市川團十郎家は「成田屋(なりたや)」。これは成田山信仰から。中村勘三郎家は中村座という芝居小屋の座元(劇場主)から始まったので「中村屋」と、どちらもわかりやすい。江戸世話物の代表的な尾上菊五郎家だが、「音羽屋(おとわや)」。初代は京都生まれ、父は劇場関係者で清水寺の音羽の滝から音羽半平(おとわはんべい)を名乗っていた。
中村歌右衛門家は初代の父が金沢出身で「加賀屋(かがや)」だったが、四代目團十郎から贈られた着物の柄、将棋の駒から成田屋の「成」に「駒」つまり、出世する縁起の良い名前「成駒屋(なりこまや)」に四代目歌右衛門がかえた。
現在の人間国宝、中村東蔵や歌右衛門の子息魁春(かいしゅん)は今も「加賀屋」を守り、中村鴈治郎(がんじろう)家は歌右衛門家由来の「成駒屋」だったが四代目襲名を機に音は同じだが「成駒家(や)」に表記を改めた。
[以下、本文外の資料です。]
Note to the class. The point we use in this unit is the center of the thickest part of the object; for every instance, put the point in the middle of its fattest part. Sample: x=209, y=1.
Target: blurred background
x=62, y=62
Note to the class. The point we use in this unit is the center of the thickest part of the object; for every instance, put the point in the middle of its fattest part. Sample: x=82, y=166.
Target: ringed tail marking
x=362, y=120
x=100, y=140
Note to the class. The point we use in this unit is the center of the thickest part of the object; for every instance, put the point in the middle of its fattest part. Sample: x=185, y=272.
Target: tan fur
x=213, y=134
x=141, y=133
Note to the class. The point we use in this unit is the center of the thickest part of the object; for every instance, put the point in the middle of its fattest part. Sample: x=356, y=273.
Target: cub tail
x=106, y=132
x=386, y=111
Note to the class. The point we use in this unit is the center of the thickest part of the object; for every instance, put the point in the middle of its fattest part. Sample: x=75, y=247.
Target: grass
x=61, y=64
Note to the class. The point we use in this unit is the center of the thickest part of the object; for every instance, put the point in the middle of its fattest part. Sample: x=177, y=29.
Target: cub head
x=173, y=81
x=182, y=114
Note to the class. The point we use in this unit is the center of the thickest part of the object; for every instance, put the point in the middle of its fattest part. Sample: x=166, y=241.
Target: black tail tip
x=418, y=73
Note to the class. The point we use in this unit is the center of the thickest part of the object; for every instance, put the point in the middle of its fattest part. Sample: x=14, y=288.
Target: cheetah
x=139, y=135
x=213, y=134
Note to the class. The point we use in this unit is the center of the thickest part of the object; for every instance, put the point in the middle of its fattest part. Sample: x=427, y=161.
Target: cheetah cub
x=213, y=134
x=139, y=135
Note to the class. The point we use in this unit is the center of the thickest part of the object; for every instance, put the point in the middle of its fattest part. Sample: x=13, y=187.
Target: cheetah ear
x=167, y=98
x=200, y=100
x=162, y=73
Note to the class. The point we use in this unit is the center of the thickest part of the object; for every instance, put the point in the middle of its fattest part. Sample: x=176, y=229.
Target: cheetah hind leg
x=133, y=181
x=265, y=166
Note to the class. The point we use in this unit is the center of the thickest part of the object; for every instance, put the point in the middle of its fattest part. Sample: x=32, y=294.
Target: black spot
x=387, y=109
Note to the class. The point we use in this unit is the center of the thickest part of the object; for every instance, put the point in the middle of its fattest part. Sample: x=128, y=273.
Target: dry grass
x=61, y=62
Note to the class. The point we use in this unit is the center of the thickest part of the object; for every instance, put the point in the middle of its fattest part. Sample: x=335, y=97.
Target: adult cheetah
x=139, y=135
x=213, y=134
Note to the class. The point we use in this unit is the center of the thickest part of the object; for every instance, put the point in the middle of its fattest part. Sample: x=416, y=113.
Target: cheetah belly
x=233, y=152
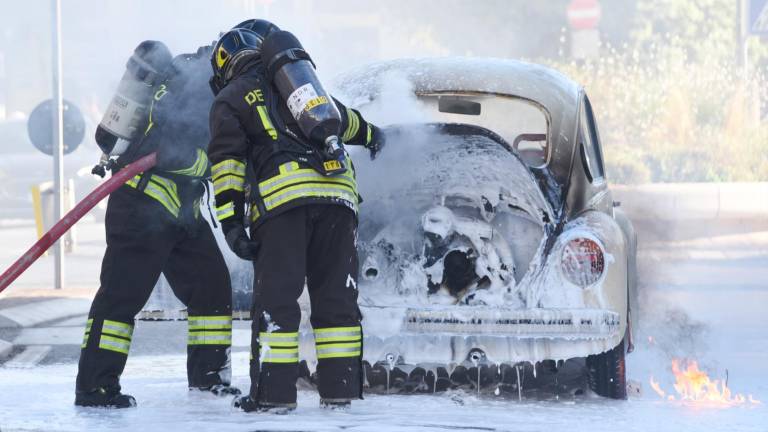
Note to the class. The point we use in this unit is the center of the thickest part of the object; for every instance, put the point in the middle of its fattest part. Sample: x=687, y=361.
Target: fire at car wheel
x=606, y=373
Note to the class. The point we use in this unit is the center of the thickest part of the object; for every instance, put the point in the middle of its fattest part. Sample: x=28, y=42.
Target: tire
x=606, y=373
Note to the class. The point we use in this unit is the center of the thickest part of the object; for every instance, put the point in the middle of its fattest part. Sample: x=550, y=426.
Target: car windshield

少し専門的になったが、初代からの芸の流れがわかるのだ。
ちなみにグループ名と書いたが、中村姓が多いので「中村さんはね」「あの中村はいいね」とはいわない。楽屋で「中村さーん」と呼べば、ほとんどが振り返る? いや振り返らない。フルネームか、下の名前のみ。落語家さんを林家さんとか三遊亭さんっていわないのと同じである。
役者名も隠居名や俳号がある
役者は書画を学び、俳句なども嗜(たしな)んだ。役者名も隠居名や俳号がある。菊五郎家の梅幸(ばいこう)は現菊五郎の父が七代目を名乗っていた、音羽屋の俳号である。六代目中村歌右衛門の次男、魁春は父の俳号。松本白鸚は現在の白鸚の父が隠居名として名乗ったが、二代目は活躍中なので俳優名になった。
コロナ禍以前の九月歌舞伎座は、例年「秀山祭(しゅうざんさい)」となっていた。初代中村吉右衛門の俳号が「秀山」。たくさんの名句も残したが、その舞台芸は「秀山十種」と名付けられ、二代目吉右衛門がゆかりの芸を継承するために開いている恒例行事。
襲名の項目で取り上げた海老蔵は、十三代目市川團十郎白猿襲名と記者会見している。白猿は團十郎家の俳号であり、役者名だが13人いたわけではない。五代目と七代目が役者名で白猿を名乗り、八代目は俳号として使用した。もともとは二代目が栢莚(はくえん)という俳号を名乗り百という字と草冠を二十と読ませて生き延びる、つまり百二十歳まで生きたいとしゃれて名付けた。
その音を使って五代目が白猿とした。二代目は殺害された父の遺志を継いで團十郎家の礎を作った。その偉人の名をはばかり猿という字を使ったのだ。七代目海老蔵は團十郎にならなかったが白猿を名乗った。俳号もふくめ白猿という役者は、歴史上これまでに4人いたということになる。團十郎家(成田屋)ゆかりの名前なので併記したのだろう。